Pressemitteilung: 15-34


Aufsichtsrätinnenrichtlinie der EU: Kompromissvorschlag ist richtige Weichenstellung

Pressemitteilung vom

Der Deutsche Juristinnenbund e.V. (djb) verweist auf seine Stellungnahme 14-08 vom 19. Mai 2014 zur Aufsichtsrätinnenrichtlinie und nimmt zum Kompromissvorschlag der italienischen Ratspräsidentschaft (Ratsdokument 16300/14) dazu erneut Stellung (st15-11 vom 17. September 2015).
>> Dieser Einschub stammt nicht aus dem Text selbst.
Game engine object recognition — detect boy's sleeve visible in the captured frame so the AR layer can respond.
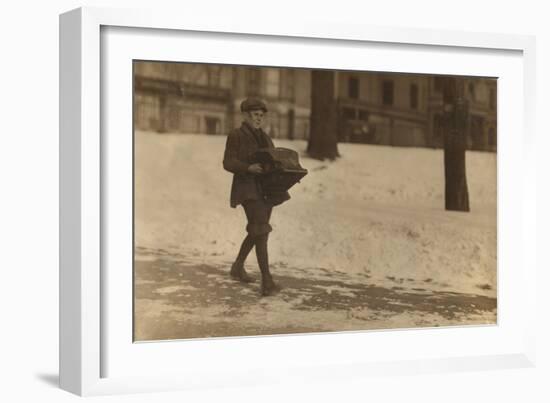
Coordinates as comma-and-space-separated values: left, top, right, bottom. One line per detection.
223, 131, 248, 174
„Der Kompromissvorschlag bleibt zwar hinter dem Vorschlag der Kommission zurück und erst recht hinter den Vorstellungen des Europäischen Parlaments,“ bedauert Ramona Pisal, Präsidentin des djb. „Dennoch unterstützt der djb den Kompromissvorschlag als richtige Weichenstellung hin zu einheitlichen Zielvorgaben für eine gendergerechte Besetzung der Unternehmensleitungen von börsennotierten Gesellschaften in der Europäischen Union." Der djb appelliert auch an die Bundesregierung, dem Kompromissvorschlag zuzustimmen.

Der djb leitet ein von der Europäischen Kommission maßgeblich gefördertes Projekt „European Women Shareholders Demand Gender Equality“ (EWSDGE), das vom Bundesministerium für Familie, Senioren, Frauen und Jugend (BMFSFJ), dem Ministerium für Justiz und Gleichstellung des Landes Sachsen-Anhalt, der finnischen Handelskammer und dem djb kofinanziert wird. In diesem Rahmen sind in elf Mitgliedstaaten – Belgien, Luxemburg, Niederlande, Frankreich, Spanien, Italien, Bulgarien, Ungarn, Deutschland, Vereinigtes Königreich, Irland – im 1. Halbjahr 2015 ca. 100 Hauptversammlungen der EUROSTOXX50-, SOFIX-, BUX- und FTSE100-Unternehmen besucht worden. Juristinnen haben von ihrem Fragerecht als Aktionärinnen Gebrauch gemacht und so in Erfahrung gebracht, wie es um die Situation von Frauen in diesen Unternehmen bestellt ist, in den Unternehmensleitungen wie auf den beiden Führungsebenen unterhalb des Vorstands. Wir wollten wissen, ob und welche Unternehmensstrategien zur Förderung des unterrepräsentierten Geschlechts – von Frauen – vorhanden bzw. geplant sind. Erste Ergebnisse zeigen, dass die Präsenz von Frauen in Mitgliedstaaten mit Quotenregelungen für Unternehmensleitungen und auch in Führungspositionen stärker ausfällt als in Mitgliedstaaten, die keinerlei verbindliche gesetzliche Regelungen aufweisen.

„Berichtspflichten, wie es sie demnächst in Umsetzung der CSR-Richtlinie auch in Deutschland geben wird, sind zwar schön und gut,“ so Sabine Overkämping, Vorsitzende der djb-Kommission Öffentliches Recht, Europa- und Völkerrecht. „Entscheidend ist aber, eine Konsequenz aus den Missständen – der Unterrepräsentanz von Frauen – zu ziehen und mit der Umsetzung von verbindlichen Zielvorgaben Abhilfe zu schaffen, weshalb die Aufsichtsrätinnenrichtlinie endlich beschlossen werden sollte.“

Hintergrund:

Die Trioratspräsidentschaft Italien, Lettland und Luxemburg 2014/2015 hat in ihr Programm die Einigung unter den Mitgliedstaaten zur Aufsichtsrätinnenrichtlinie aufgenommen. Unter italienischer Ratspräsidentschaft ist deshalb im zweiten Halbjahr ein Kompromissvorschlag vorgelegt worden, der unter lettischer Ratspräsidentschaft im 1. Halbjahr 2015 beraten wurde. Um das gesetzte Ziel zu erreichen, müsste nun im 2. Halbjahr 2015 unter luxemburgischer Ratspräsidentschaft die Einigung unter den Mitgliedstaaten herbeigeführt werden.